Name and tag of the consul loader image to be
used. Required. The consul loader image runs in an initContainer that
loads application configuration information into Consul. The image
repository is set using the OOM common
``repositoryGenerator.repository`` template. Normally this points to the
ONAP image repository, but it can be overridden on a global basis or a
per-chart basis. See the OOM documentation for more details.

Example:

::

   consulLoaderImage: onap/org.onap.dcaegen2.deployments.consul-loader-container:1.1.0

**tlsImage:**

Name and tag of the TLS initialization image to be used.
Required if the microservice is configured to act as a TLS client and/or
server using AAF certificates. The TLS initialization image runs in an
initContainer and pulls TLS certificate information from AAF and stores
it in a volume on the microservice’s pod. The image repository is set
using the OOM common ``repositoryGenerator.repository`` template.
Normally this points to the ONAP image repository, but it can be
overridden on a global basis or a per-chart basis. See the OOM
documentation for more details.

Example:

::

   tlsImage: onap/org.onap.dcaegen2.deployments.tls-init-container:2.1.0

**certProcessorImage:**

Name and tag of the CMPv2 certificate
initialization image to be used. Required if the microservice is
configured to act as a TLS client and/or server using CMPv2
certificates. This image runs in an initContainer and sets up trust
stores and keystores for CMPv2 use. The image repository is set using
the OOM common ``repositoryGenerator.repository`` template. Normally
this points to the ONAP image repository, but it can be overridden on a
global basis or a per-chart basis. See the OOM documentation for more
details.

Example:

::

   onap/org.onap.oom.platform.cert-service.oom-certservice-post-processor:2.1.0


Deploying multiple instances of a microservice
----------------------------------------------
The dcaegen2-services-common charts can be used to deploy multiple instances of the same microservice.  To do this successfully,
it's necessary to make sure that any Kubernetes service that the microservice exposes has different service names for each instance and,
if the service is exposed outside the Kubernetes cluster, a different external port assignment.  This can be done by overriding the default
settings in the ``values.yaml`` file.

As an example, consider the DCAE VES collector (``dcae-ves-collector``).  One instance of the VES collector is deployed by default when DCAE is installed using the ONAP installation
process.  It exposes a service with the name ``dcae-ves-collector`` which is also exposed outside the Kubernetes cluster on NodePort 30417.

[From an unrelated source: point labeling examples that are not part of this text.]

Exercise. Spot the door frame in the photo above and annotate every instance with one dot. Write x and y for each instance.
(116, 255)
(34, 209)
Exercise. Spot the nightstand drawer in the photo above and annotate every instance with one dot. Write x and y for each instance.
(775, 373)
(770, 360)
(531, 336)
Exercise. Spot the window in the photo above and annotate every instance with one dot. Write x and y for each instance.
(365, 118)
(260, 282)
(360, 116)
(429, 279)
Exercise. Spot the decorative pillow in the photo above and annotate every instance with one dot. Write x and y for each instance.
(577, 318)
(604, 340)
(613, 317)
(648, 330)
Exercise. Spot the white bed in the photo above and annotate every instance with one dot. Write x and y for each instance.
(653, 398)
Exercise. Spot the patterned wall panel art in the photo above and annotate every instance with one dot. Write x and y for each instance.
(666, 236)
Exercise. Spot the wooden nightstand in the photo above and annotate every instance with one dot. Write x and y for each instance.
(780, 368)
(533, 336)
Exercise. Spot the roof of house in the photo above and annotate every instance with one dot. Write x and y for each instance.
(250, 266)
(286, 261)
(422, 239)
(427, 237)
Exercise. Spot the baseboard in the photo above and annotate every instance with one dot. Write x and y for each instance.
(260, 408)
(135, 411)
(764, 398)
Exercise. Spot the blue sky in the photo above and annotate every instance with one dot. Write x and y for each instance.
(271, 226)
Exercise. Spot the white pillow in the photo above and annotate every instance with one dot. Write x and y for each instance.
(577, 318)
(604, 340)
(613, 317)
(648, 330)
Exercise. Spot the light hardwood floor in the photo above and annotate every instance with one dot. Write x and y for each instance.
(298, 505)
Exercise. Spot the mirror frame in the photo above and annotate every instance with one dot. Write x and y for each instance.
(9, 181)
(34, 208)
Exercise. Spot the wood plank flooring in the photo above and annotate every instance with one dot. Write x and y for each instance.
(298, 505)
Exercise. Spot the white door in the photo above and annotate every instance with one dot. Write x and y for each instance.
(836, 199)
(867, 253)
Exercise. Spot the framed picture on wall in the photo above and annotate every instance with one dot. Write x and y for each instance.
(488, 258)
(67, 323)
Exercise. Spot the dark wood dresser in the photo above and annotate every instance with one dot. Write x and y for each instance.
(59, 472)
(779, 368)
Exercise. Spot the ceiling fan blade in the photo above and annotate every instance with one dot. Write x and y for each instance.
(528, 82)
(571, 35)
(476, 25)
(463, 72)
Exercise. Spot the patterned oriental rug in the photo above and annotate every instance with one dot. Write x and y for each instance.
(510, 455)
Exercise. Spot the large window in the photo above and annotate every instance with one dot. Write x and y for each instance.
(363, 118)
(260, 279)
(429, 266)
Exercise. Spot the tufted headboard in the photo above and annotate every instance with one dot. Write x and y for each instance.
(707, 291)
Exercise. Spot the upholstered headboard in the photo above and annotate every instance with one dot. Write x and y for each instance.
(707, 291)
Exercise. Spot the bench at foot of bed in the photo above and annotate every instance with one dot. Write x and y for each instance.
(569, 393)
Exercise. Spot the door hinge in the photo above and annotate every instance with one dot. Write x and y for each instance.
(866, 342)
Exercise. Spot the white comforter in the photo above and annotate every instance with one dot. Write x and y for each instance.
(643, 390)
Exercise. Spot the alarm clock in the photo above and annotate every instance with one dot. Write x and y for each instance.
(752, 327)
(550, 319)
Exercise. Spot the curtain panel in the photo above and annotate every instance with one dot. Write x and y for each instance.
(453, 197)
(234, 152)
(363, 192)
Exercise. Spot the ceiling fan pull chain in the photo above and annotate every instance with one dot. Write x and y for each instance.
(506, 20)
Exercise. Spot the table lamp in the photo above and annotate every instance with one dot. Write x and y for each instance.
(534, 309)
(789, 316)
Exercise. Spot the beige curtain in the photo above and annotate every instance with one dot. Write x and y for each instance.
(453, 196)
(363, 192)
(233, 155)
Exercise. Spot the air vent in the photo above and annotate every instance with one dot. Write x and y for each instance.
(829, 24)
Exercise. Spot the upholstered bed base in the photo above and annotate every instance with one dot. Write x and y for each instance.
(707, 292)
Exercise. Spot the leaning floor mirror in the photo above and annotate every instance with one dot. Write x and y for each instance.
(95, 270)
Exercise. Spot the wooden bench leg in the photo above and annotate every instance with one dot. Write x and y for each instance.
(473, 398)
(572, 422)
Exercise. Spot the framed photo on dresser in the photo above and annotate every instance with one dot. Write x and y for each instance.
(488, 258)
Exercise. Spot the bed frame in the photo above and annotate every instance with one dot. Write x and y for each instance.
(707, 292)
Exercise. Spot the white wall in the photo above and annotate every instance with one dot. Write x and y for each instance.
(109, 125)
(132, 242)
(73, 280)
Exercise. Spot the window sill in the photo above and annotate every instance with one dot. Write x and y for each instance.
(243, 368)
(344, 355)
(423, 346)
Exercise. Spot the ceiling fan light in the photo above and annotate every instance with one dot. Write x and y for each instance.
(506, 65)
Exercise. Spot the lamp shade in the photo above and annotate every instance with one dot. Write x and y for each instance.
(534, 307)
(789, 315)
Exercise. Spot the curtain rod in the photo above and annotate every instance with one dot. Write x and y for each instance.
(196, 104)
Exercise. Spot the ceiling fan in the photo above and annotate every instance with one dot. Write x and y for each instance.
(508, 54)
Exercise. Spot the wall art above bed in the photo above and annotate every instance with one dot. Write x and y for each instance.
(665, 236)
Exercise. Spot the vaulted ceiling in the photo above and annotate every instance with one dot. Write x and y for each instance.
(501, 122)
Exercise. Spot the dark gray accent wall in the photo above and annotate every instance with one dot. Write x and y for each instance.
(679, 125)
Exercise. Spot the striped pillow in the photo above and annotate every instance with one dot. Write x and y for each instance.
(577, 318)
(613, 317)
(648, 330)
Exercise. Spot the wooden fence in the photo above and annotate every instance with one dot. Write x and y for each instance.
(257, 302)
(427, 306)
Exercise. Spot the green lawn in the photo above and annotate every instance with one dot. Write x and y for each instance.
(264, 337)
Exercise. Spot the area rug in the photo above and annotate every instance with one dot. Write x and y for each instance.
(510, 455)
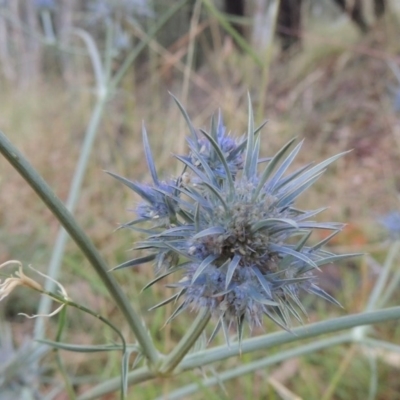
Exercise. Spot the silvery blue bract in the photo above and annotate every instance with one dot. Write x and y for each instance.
(228, 228)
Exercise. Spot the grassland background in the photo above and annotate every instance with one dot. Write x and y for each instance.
(337, 93)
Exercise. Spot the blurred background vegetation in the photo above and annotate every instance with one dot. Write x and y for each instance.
(337, 86)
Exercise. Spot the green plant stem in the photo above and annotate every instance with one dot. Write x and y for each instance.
(62, 236)
(18, 161)
(258, 365)
(67, 383)
(394, 348)
(111, 385)
(186, 343)
(275, 339)
(204, 357)
(376, 294)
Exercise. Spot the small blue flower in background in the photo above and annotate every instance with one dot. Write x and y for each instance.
(391, 222)
(230, 229)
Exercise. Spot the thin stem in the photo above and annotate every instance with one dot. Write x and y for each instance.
(274, 339)
(258, 365)
(111, 385)
(62, 236)
(18, 161)
(394, 348)
(186, 343)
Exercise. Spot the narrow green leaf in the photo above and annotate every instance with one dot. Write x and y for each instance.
(265, 223)
(271, 166)
(250, 140)
(149, 157)
(135, 262)
(294, 253)
(164, 302)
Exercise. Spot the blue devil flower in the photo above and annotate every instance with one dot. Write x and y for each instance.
(231, 231)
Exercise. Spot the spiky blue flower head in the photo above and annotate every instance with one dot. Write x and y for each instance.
(231, 230)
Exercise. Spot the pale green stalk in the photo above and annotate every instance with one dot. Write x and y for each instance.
(53, 203)
(92, 129)
(105, 87)
(258, 365)
(219, 353)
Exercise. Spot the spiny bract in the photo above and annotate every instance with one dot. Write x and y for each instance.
(228, 226)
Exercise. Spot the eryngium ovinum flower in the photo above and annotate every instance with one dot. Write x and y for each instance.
(229, 228)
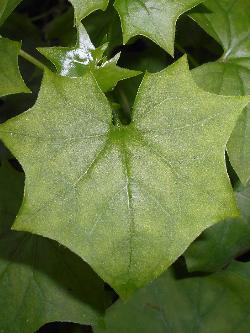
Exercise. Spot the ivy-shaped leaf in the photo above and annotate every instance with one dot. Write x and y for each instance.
(113, 193)
(216, 303)
(154, 19)
(83, 8)
(6, 8)
(83, 58)
(228, 22)
(11, 81)
(40, 281)
(224, 241)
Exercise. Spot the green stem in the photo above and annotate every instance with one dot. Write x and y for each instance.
(32, 60)
(191, 58)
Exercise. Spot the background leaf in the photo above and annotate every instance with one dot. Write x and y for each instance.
(228, 22)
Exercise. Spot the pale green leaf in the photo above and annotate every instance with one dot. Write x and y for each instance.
(228, 22)
(224, 241)
(11, 81)
(113, 193)
(83, 8)
(40, 281)
(154, 19)
(6, 8)
(83, 58)
(217, 303)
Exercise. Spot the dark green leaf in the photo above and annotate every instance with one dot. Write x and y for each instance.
(218, 303)
(113, 193)
(11, 81)
(83, 58)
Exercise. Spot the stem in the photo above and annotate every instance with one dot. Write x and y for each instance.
(32, 60)
(191, 58)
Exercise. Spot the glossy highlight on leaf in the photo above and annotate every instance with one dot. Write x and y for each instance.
(83, 58)
(154, 19)
(228, 22)
(113, 193)
(11, 81)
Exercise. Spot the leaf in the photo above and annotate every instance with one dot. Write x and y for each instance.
(216, 303)
(83, 8)
(6, 8)
(224, 241)
(228, 22)
(113, 193)
(154, 19)
(83, 58)
(11, 81)
(40, 281)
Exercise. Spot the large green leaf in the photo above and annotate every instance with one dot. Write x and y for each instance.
(11, 81)
(218, 303)
(40, 281)
(154, 19)
(85, 7)
(83, 58)
(113, 193)
(228, 22)
(6, 8)
(224, 241)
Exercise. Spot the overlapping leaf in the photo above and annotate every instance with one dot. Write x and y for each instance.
(40, 281)
(228, 22)
(84, 7)
(113, 193)
(6, 8)
(216, 303)
(155, 19)
(83, 58)
(224, 241)
(11, 81)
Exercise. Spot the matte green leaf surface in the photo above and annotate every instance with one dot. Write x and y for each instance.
(154, 19)
(224, 241)
(113, 193)
(40, 281)
(6, 8)
(218, 303)
(228, 22)
(83, 58)
(85, 7)
(11, 81)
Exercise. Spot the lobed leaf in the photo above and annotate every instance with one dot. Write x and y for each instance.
(11, 81)
(84, 58)
(228, 22)
(216, 303)
(113, 193)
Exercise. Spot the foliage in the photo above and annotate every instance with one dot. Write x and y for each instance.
(118, 147)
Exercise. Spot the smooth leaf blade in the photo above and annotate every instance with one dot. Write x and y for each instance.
(11, 81)
(84, 58)
(99, 189)
(215, 303)
(83, 8)
(153, 19)
(228, 22)
(37, 275)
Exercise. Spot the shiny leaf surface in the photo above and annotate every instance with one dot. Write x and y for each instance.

To deploy a second instance of the VES collector, we can create a YAML override file to define the service exposed by the second instance.  The following
override file (``ves2.yaml``) will name the service as ``dcae-ves-collector-2`` and expose it on port 30499:

::

  service:
    name: dcae-ves-collector-2
    ports:
      - name: http
        port: 8443
        plain_port: 8080
        port_protocol: http
        nodePort: 99
        useNodePortExt: true

In the directory containing the ``dcae-ves-collector`` chart and the file ``ves.yaml``, running the following command will deploy a second instance
of the VES collector:

``helm install -n onap --set global.masterPassword=whatever --set pullPolicy=IfNotPresent -f ves2.yaml ves2 .``

This creates a new Helm release called ``ves2``.   The instance can be removed with:

``helm delete -n onap ves2``

Note that if a component is using TLS with an AAF certificate, the DCAE certificate would need to include the new service name.
If a component is using an external certificate (CMPv2), the override file would need to supply the proper parameters to get a certificate with
correct common name/SAN.

Also note that if the chart for ``dcae-ves-collector`` has been pushed into a Helm repository, the ``helm install`` command can refer to the
repository (for instance, ``local/dcae-ves-collector``) instead of using the chart on the local filesystem.